Michael J. Budds
Note: The College Music Society held open forums during its 2004 National Conference in San Francisco to discuss the Professional Life Initiative reports. This is a brief synopsis of the Forum on Associate Professorship held at the Conference.
Carol Padgham Albrecht (University of Idaho) distributed reprints of the report of the Task Force from the CMS Newsletter and the mission statement of the Professional Life Initiatives as well as a list of discussion topics.
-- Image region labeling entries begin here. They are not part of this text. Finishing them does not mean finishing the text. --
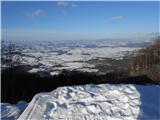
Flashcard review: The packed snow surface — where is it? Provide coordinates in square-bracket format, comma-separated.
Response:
[0, 101, 27, 120]
[19, 84, 160, 120]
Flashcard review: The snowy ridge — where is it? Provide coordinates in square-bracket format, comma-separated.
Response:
[18, 84, 160, 120]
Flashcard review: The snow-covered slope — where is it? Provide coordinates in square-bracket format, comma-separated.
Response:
[19, 84, 160, 120]
[0, 101, 27, 120]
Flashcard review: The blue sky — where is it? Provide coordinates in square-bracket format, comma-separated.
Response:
[1, 1, 159, 39]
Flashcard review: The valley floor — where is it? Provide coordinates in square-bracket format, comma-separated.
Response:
[1, 84, 160, 120]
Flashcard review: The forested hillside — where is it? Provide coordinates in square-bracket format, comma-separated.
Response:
[129, 37, 160, 83]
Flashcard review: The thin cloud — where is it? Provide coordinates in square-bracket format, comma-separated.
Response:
[56, 1, 69, 7]
[71, 3, 78, 8]
[112, 16, 124, 20]
[26, 9, 44, 17]
[56, 1, 78, 8]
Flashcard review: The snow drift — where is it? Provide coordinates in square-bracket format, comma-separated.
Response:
[18, 84, 160, 120]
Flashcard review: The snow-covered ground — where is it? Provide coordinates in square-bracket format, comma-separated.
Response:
[0, 101, 27, 120]
[3, 40, 140, 74]
[12, 84, 160, 120]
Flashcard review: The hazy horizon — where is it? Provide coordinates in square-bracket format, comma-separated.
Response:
[1, 1, 159, 41]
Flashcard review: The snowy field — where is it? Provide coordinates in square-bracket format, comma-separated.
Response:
[1, 40, 140, 75]
[1, 84, 160, 120]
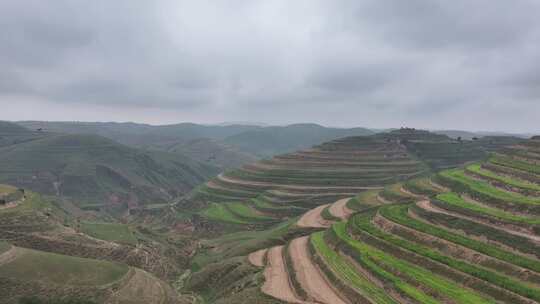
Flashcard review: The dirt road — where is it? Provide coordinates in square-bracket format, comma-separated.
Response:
[296, 204, 332, 228]
[248, 249, 268, 267]
[416, 200, 540, 244]
[328, 197, 354, 220]
[289, 236, 346, 304]
[261, 246, 308, 304]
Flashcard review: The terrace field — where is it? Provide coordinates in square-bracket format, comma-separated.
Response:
[192, 129, 514, 233]
[210, 140, 540, 304]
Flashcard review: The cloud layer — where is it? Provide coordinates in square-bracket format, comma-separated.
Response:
[0, 0, 540, 132]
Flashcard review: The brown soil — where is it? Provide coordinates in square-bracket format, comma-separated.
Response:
[416, 200, 540, 243]
[261, 246, 309, 304]
[372, 214, 531, 282]
[289, 236, 346, 304]
[248, 249, 268, 267]
[296, 204, 332, 228]
[328, 197, 354, 220]
[217, 174, 381, 191]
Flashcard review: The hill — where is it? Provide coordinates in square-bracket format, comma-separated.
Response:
[0, 185, 195, 303]
[0, 120, 49, 147]
[17, 121, 373, 163]
[0, 135, 216, 211]
[166, 138, 257, 169]
[192, 137, 540, 304]
[177, 129, 530, 303]
[191, 129, 517, 230]
[224, 124, 373, 157]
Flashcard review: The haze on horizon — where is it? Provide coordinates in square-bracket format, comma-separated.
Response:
[0, 0, 540, 133]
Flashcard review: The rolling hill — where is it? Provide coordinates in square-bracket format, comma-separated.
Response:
[0, 120, 50, 148]
[0, 134, 217, 211]
[190, 137, 540, 304]
[17, 121, 373, 167]
[184, 129, 538, 303]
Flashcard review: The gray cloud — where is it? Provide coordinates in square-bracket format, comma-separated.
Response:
[0, 0, 540, 132]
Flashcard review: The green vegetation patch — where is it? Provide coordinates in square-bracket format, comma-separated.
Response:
[226, 202, 275, 222]
[403, 177, 442, 196]
[81, 222, 137, 245]
[437, 192, 540, 225]
[439, 169, 540, 205]
[0, 184, 17, 195]
[349, 209, 540, 301]
[310, 231, 396, 303]
[467, 164, 540, 191]
[489, 155, 540, 175]
[379, 205, 540, 272]
[347, 190, 381, 211]
[201, 203, 249, 225]
[332, 222, 494, 304]
[0, 248, 129, 286]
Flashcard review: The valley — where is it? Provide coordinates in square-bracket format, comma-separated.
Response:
[0, 121, 540, 303]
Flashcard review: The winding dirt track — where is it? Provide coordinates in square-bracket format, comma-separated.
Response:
[296, 204, 332, 228]
[416, 200, 540, 244]
[261, 246, 309, 304]
[289, 236, 346, 304]
[248, 249, 268, 267]
[328, 197, 354, 220]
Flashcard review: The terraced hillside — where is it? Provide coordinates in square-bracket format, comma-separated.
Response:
[240, 137, 540, 304]
[189, 129, 515, 227]
[192, 137, 427, 226]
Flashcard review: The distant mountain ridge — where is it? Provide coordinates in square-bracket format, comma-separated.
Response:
[17, 121, 374, 167]
[0, 127, 219, 211]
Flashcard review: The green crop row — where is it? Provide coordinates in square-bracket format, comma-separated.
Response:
[347, 190, 381, 211]
[403, 177, 442, 196]
[349, 212, 540, 301]
[467, 164, 540, 191]
[321, 206, 341, 222]
[411, 206, 540, 257]
[225, 202, 275, 222]
[202, 203, 249, 225]
[439, 169, 540, 205]
[489, 155, 540, 174]
[437, 192, 540, 225]
[310, 231, 396, 304]
[379, 205, 540, 272]
[379, 183, 414, 203]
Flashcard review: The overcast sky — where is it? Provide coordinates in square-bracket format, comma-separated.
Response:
[0, 0, 540, 132]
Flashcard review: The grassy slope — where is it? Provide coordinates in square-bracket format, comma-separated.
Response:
[81, 222, 137, 245]
[0, 135, 216, 208]
[0, 248, 128, 285]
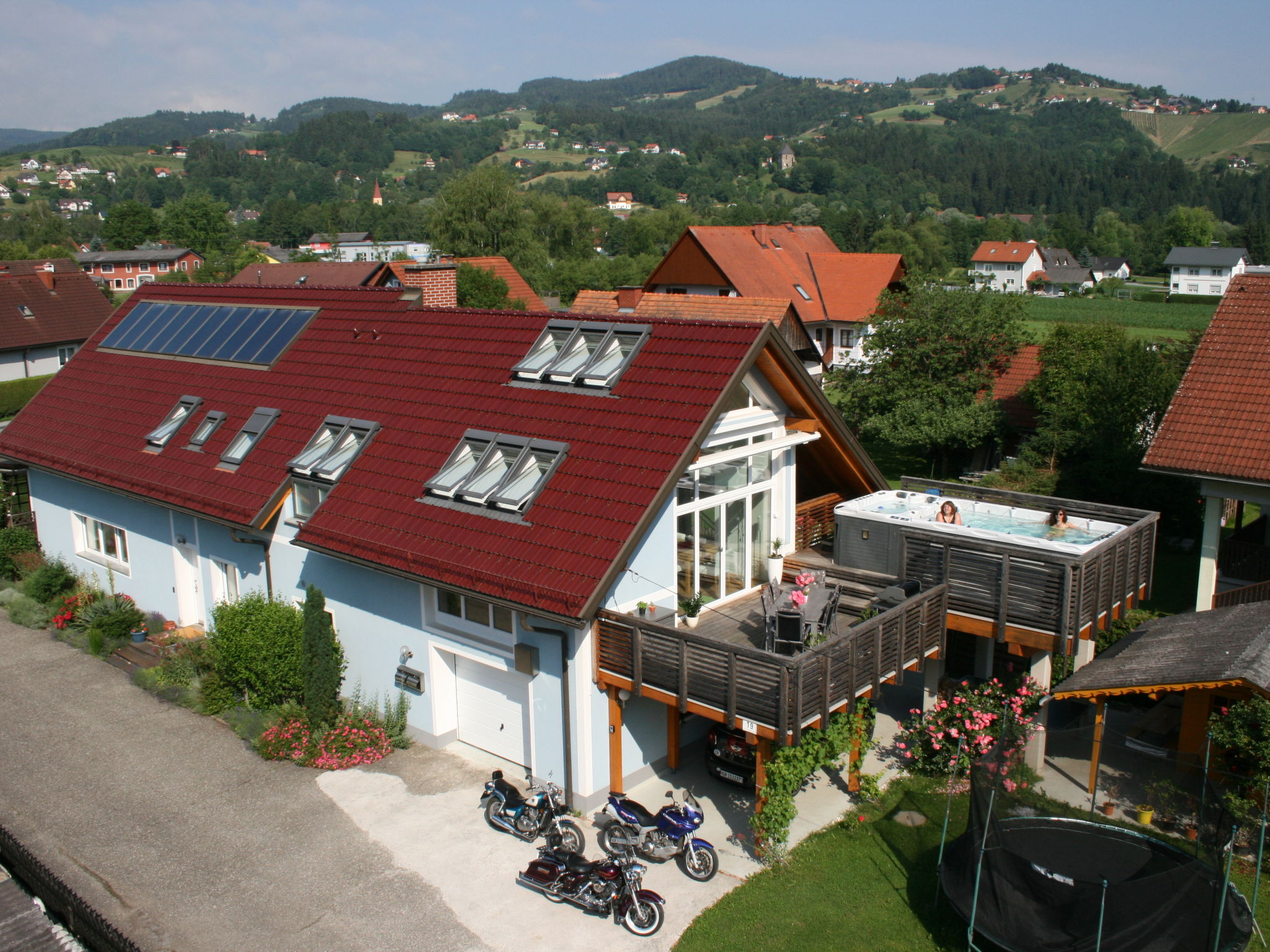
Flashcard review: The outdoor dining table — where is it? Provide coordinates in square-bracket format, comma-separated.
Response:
[772, 583, 833, 625]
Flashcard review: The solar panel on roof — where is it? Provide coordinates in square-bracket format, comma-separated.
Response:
[100, 301, 318, 366]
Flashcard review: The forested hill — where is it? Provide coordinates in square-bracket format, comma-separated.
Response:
[9, 109, 247, 151]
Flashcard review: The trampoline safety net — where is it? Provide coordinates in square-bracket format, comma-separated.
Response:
[940, 725, 1260, 952]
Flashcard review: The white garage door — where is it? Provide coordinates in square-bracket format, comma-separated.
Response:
[455, 655, 530, 765]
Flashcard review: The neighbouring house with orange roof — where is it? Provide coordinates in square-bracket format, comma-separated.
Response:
[569, 287, 824, 377]
[968, 241, 1046, 294]
[1142, 273, 1270, 612]
[644, 223, 907, 367]
[456, 255, 548, 311]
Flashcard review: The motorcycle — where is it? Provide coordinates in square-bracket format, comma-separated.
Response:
[517, 834, 665, 935]
[480, 770, 587, 853]
[600, 790, 719, 882]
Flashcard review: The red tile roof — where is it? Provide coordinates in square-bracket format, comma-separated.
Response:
[1142, 274, 1270, 482]
[571, 291, 793, 324]
[229, 262, 385, 288]
[970, 241, 1039, 262]
[809, 252, 904, 322]
[644, 224, 904, 324]
[992, 344, 1040, 429]
[0, 262, 110, 350]
[0, 284, 772, 617]
[456, 255, 548, 311]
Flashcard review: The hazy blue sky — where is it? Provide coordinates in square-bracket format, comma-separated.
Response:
[0, 0, 1270, 130]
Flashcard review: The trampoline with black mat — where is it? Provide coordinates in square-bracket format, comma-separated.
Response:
[940, 721, 1253, 952]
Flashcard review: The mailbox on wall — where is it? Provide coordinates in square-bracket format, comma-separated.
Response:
[515, 645, 538, 678]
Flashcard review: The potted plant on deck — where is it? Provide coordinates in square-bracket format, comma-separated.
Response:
[767, 538, 785, 585]
[680, 591, 706, 628]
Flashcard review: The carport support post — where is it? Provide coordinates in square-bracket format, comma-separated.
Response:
[608, 687, 623, 793]
[1090, 697, 1108, 797]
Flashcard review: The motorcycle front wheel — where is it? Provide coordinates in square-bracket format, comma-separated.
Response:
[485, 797, 507, 832]
[678, 845, 719, 882]
[598, 822, 635, 853]
[623, 897, 665, 935]
[556, 820, 587, 855]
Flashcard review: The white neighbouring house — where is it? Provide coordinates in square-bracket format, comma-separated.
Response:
[1165, 245, 1248, 294]
[968, 241, 1046, 294]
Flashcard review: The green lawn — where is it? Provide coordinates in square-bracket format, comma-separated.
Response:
[1028, 296, 1217, 333]
[674, 778, 1270, 952]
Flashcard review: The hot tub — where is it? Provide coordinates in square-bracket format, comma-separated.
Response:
[833, 490, 1124, 575]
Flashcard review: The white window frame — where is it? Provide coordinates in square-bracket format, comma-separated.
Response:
[212, 556, 240, 604]
[71, 511, 132, 575]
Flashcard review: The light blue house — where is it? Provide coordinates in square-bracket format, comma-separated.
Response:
[0, 284, 884, 808]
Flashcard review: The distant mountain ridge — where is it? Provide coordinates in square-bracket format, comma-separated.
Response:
[0, 130, 68, 150]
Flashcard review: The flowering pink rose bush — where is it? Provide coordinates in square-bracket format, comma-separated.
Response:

In the informal discussion that followed, a variety of concerns were introduced:
(1) balancing teaching and research as well as teaching and performance,
(2) the evolving and everexpanding criteria for promotion to full professor (notably restricted job definitions and the issue of the generalist vs. the specialist in terms of assigned responsibilities),
(3) salary compression and pay scales,
(4) job mobility and opportunities, and
(5) negotiating with administrators.
It was generally agreed that current institutional policies often encourage assistant professors in their efforts to obtain tenure with special funding, reduced teaching loads, and minimal service duties, but that tenured associate professors typically lack such support; at the same time, they are expected to take a greater role in departmental affairs (committee work, for example) as well as to expand their professional reputations with recognized creative achievement (performance, composition, research). Comparable encouragements for associate professors would provide some relief to these conditions. The serious but good-natured conversation came to an end with comments on the positive effects of faculty input into the tenure process, matters of fairness via faculty governance, and the benefits of unions on this important issue.